Attempt 0015 - Linguistic relativity is the principle suggesting that visual perception is relative to spoken language. The terms for which colour is described determines how the world is seen.

Attempt 0016 - Colour constancy is the mechanism that stabilises perception when objects appear under varying illuminations. Alike to the white balance tool on photoshop. It is the unconscious compensation for different colours of light.

Attempt 0017 - Technological efficiency mimics the de-coding mechanism of the trichromatic eye, employing just RG&B to produce a wholly saturated environment.

Attempt 0018 - The 1931 International Commission on Illumination conference produced the codified colourspace CIE-XYZ; standardising colour and defining all that are perceptible to humans. But restricted by efficiency, technology loses colour. 70% of perceptible colours exist outside of the most commonly used colour space, sRGB.
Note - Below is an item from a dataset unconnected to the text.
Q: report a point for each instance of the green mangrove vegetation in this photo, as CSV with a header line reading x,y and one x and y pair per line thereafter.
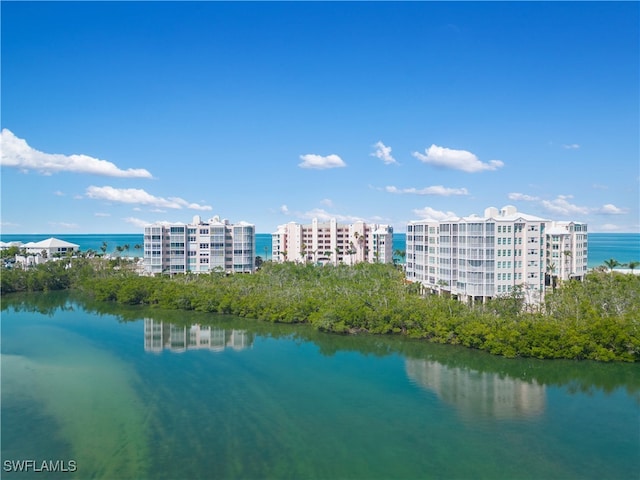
x,y
596,319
Whilst the attempted escapes have as of yet been a personal endeavour, Escaping Mary’s Room must be an ongoing, shared responsibility. The chromopolitics website is an archive of these performed attempts. It is a platform for which acts of escapology can be uploaded and observed. The serial format acknowledges that the view-from-nowhere is perhaps unachievable. And the question of whether a perspective can ever be fully understood certainly still stands - “If a lion could talk, we would not understand him."